Herken je dit?
In het teamoverleg of in het MT wordt een afspraak gemaakt over een te volgen procedure en vervolgens is de praktijk dat iedereen toch kiest voor het principe: ‘een beetje van de procedure en een beetje van mijzelf’. Nadat dit een paar keer is besproken, wordt er een nieuwe gedragsregel ingevoerd, namelijk ‘afspraak is afspraak’. Wanneer ook deze gedragsregel geen effect lijkt te hebben, hoort men menig collega en leidinggevende zuchten “dat het met de professionaliteit ver te zoeken is in dit bedrijf”. Men gaat vervolgens ‘waarden’ formuleren om aan te geven wat men van een professional verwacht: vertrouwen, proactiviteit, inventief, efficiĆ«nt, enzovoort. Deze waarden worden met een mooie campagne de organisatie ingebracht, er worden kaartjes gemaakt die in de portemonnee passen, een leuk filmpje op het intranet gezet en de waarden worden vertaald naar meetbare competenties voor de beoordeling. Ondertussen blijft de praktijk: ‘een beetje van de procedure en een beetje van mijzelf’.
Ja, je herkent dit vast, want het gebeurt in veel organisaties.

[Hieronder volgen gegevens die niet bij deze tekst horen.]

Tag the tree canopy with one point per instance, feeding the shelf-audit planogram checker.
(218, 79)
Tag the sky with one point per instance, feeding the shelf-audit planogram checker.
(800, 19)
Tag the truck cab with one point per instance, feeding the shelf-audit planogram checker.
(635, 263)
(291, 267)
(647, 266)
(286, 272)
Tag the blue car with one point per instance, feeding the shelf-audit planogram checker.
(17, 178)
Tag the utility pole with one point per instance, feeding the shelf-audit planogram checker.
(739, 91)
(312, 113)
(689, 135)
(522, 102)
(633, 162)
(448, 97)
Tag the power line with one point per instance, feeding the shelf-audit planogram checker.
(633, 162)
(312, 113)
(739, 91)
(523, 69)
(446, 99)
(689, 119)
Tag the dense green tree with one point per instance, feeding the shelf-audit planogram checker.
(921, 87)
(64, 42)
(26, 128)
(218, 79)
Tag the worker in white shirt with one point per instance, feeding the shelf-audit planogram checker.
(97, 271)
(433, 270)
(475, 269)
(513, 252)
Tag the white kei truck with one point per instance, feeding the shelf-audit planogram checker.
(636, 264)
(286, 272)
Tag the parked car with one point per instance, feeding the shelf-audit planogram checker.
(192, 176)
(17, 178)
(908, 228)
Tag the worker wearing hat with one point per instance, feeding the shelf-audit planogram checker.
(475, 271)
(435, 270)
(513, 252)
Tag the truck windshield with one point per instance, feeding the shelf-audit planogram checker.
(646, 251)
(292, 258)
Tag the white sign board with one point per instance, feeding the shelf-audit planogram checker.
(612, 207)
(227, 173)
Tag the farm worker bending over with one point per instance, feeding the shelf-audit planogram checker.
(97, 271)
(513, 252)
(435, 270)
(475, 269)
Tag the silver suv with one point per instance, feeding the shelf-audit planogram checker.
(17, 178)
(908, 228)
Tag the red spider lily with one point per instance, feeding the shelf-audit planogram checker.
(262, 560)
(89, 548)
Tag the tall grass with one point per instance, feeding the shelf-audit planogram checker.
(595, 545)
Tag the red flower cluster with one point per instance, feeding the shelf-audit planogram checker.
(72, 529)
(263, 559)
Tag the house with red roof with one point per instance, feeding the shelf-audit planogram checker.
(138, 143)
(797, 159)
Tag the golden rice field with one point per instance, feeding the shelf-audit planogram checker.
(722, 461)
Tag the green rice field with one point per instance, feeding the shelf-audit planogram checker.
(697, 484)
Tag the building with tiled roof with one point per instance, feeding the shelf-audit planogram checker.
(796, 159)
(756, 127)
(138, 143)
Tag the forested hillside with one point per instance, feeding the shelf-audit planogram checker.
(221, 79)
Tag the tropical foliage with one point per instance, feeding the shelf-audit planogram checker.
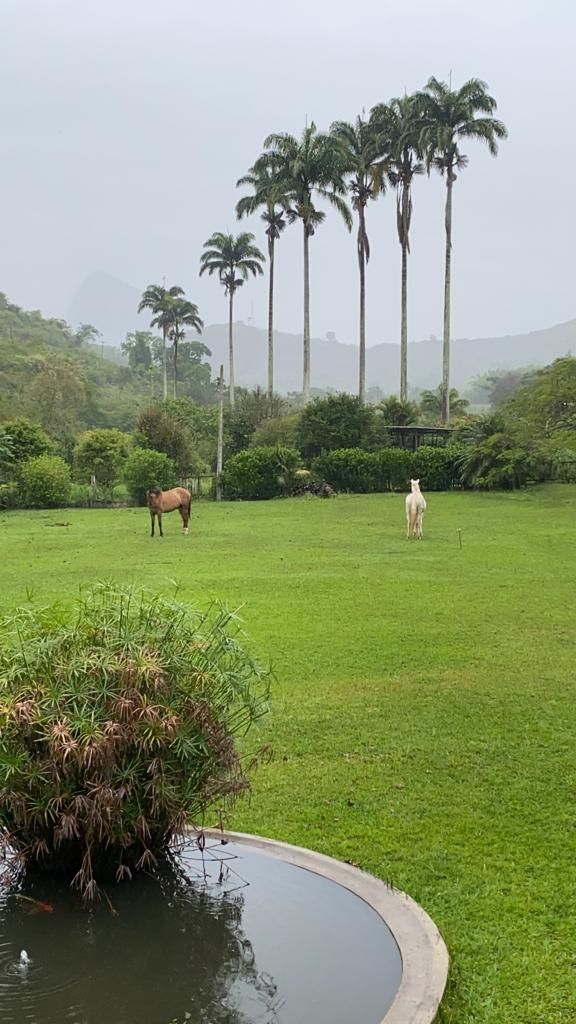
(234, 260)
(118, 724)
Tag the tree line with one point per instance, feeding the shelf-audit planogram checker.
(347, 168)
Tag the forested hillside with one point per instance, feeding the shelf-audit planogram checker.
(57, 377)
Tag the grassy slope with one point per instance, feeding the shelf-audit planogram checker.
(423, 719)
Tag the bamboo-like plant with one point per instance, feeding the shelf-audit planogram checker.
(117, 728)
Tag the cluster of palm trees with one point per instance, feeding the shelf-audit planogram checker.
(359, 161)
(171, 312)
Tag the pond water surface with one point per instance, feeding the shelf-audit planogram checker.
(229, 937)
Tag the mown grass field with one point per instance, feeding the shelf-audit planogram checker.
(423, 719)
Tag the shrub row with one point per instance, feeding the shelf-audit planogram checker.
(389, 469)
(260, 472)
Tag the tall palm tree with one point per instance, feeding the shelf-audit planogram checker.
(448, 116)
(234, 259)
(400, 122)
(158, 299)
(309, 167)
(266, 195)
(182, 313)
(362, 145)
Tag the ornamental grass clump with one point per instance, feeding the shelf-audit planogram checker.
(118, 727)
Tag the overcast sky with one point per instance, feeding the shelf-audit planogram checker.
(125, 124)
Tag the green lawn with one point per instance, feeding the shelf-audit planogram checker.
(423, 720)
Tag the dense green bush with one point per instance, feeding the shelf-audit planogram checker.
(337, 422)
(160, 430)
(395, 469)
(145, 469)
(348, 469)
(280, 430)
(27, 439)
(437, 467)
(363, 472)
(9, 496)
(100, 454)
(118, 722)
(260, 473)
(44, 482)
(494, 464)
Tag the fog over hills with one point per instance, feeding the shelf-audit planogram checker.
(111, 305)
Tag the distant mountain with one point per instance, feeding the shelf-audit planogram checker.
(335, 365)
(111, 305)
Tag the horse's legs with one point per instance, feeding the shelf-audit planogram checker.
(184, 512)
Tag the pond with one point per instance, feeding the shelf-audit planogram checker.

Wat hierboven wordt beschreven is een typisch gevolg van de illusie te denken dat complexe vraagstukken op een eendimensionale manier opgelost kunnen worden. Want als er een simpele oplossing zou zijn, zou het probleem niet doorsudderen. De oplossing wordt gekozen, zonder dat het probleem verkend is en zonder dat de betrokkenen daar echt bij betrokken zijn. De gekozen oplossing brengt daardoor geen beweging op gang en zonder beweging is er geen echte verandering mogelijk.
In plaats van oplossingen vraagt een complex vraagstuk verkenning. En dan bedoel ik niet verkenning zoals het zo vaak gebeurt: een (objectieve) quick scan (meestal door bureaus met bekende afkortingen), wat interviews, een rapport en tenslotte een mooie powerpointpresentatie met ‘concrete’ aanbevelingen in de directiekamer.
Het enige wat nog rest is de implementatie. Gevolg: krakend middenmanagement en professionals die de volgende verandering van boven langs hun schouders laten afglijden. De praktijk blijft: ‘een beetje van de procedure en een beetje van mijzelf’.
Begeleidingskundig verkennen betekent: iemand met de laarzen aan het veld in sturen om het gesprek op gang te brengen, zowel met de opdrachtgever als met andere betrokkenen. Samen onderzoeken wat er echt speelt en wat er nodig is. Zo ontstaat een ‘verrijking’ van de vraag in plaats van een ‘verenging’. Deze onderzoeker is niet objectief, maar geeft terug wat hij ziet en maakt zo deel uit van het onderzoek. Hij zou bijvoorbeeld in het bovenstaande voorbeeld kunnen vragen: hoe serieus nemen jullie elkaar? Hij interpreteert, confronteert en helpt zoeken naar oplossingen die plausibel zijn voor die praktijk: gedragen oplossingen waar energie op zit. Het gaat er namelijk bij complexe vragen niet om DE oplossing te vinden, want die bestaat niet. Het gaat er om de beste oplossing voor dat moment af te spreken; een oplossing die door de betrokkenen (zowel in directiekamer als door de professionals) adequaat wordt genoemd. En ja, dat kost tijd en bovendien weet je ook niet van te voren waar je uitkomt. Maar je weet wel dat je altijd betrokken bent bij wat er gebeurt, anders kun je namelijk uiteindelijk nooit concluderen dat een oplossing voor alle betrokkenen adequaat en plausibel is. Co-creatie is een voorwaarde.
Het mooie van deze manier van werken is dat je niet eerst analyseert en dan implementeert, maar dat je al onderzoekend, samen stappen zet: implementatie wordt daarmee onderdeel van het proces. Je zult samen de grenzen ontdekken van wat mogelijk is binnen de context van het bedrijf en samen de oplossingen bedenken, waardoor iedereen snapt waarom iets volgens een bepaalde procedure moet verlopen.
Vindt je het bovenstaande soft of vaag? Complexe vragen waar je niet gelijk een antwoord op weet te vinden, confronteren je misschien met je eigen ongeduld, de moeite die je hebt met onduidelijkheid (‘hoe kan ik zo sturen of mijn eigen baas tevreden houden?’) of de wens om ‘concreet’ te worden. Maar zeg nou zelf, leidt de bovengenoemde eerste voorbeeld tot een echte verbetering? Misschien moeten we het dan eerst maar eens over ons eigen ongeduld hebben, want anders blijven we snel verkeerde oplossingen bedenken.